As default looms, Argentina’s fiscal discipline slides
The country’s economy was already weak before a serious drought hit. Now it is broke, and the question in Buenos Aires isn’t whether finance minister Sergio Massa can muddle through to the presidential election at the end of October, it is whether he can make it to the primaries in August before a full-blown financial crisis.
“It’s very hard for banks because there are few alternatives.”
Diego Chameides, chief economist at Argentina’s Banco Galicia is talking to Euromoney about the limited options that firms in this country now face.

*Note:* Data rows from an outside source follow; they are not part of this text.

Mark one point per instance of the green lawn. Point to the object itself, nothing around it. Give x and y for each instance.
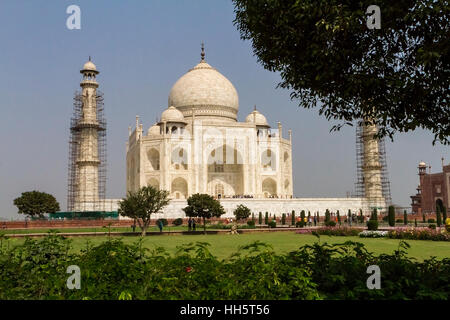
(222, 245)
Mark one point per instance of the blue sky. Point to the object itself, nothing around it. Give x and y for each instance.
(141, 48)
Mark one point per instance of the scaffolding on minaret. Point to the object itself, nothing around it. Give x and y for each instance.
(74, 151)
(360, 162)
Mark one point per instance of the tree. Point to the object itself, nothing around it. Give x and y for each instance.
(374, 215)
(203, 206)
(397, 76)
(444, 214)
(391, 216)
(302, 217)
(438, 216)
(141, 204)
(35, 203)
(327, 216)
(241, 212)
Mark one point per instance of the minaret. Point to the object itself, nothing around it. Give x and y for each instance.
(87, 161)
(372, 167)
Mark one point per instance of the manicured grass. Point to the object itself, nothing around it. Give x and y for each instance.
(223, 245)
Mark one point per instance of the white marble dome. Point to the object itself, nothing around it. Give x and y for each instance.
(89, 66)
(154, 130)
(207, 91)
(172, 114)
(258, 118)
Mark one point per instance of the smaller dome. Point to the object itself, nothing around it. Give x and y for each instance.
(154, 130)
(172, 114)
(89, 66)
(258, 118)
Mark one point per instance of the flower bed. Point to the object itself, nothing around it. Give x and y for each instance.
(373, 234)
(333, 231)
(419, 234)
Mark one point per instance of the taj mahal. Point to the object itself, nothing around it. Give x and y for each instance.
(197, 145)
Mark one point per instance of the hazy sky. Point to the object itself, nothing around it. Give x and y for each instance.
(141, 48)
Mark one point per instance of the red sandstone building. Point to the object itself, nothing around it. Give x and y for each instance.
(434, 189)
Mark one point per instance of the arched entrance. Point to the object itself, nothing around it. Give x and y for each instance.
(179, 189)
(269, 188)
(225, 172)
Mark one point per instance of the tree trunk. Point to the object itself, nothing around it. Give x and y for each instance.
(204, 225)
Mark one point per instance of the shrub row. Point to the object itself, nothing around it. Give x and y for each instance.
(337, 231)
(419, 234)
(37, 270)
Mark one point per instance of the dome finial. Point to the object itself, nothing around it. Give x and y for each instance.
(203, 52)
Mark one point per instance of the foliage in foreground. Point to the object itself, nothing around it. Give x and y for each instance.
(329, 59)
(112, 270)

“Credit demand is very low,” he says. "So [bank] liquidity is basically invested in short-term Leliqs [securities issued by the central bank] or banks can also buy treasury papers that are linked to inflation – and there are obvious reasons to buy those as we need to find a hedge against inflation."
But with the central bank now facing a net negative reserves deficit, isn’t credit risk from pursuing this strategy becoming a material threat?
Chameides lets out a quiet sigh. “You have to pick your poison. Do you want to run sovereign credit risk or do you want to be exposed to inflation risk? So, that’s what we are trying to manage on a day-to-day basis.”
You have to pick your poison. Do you want to run sovereign credit risk or do you want to be exposed to inflation risk?
Faced with high and rising inflation, it is not surprising that the banks have to participate in the administration’s debentures.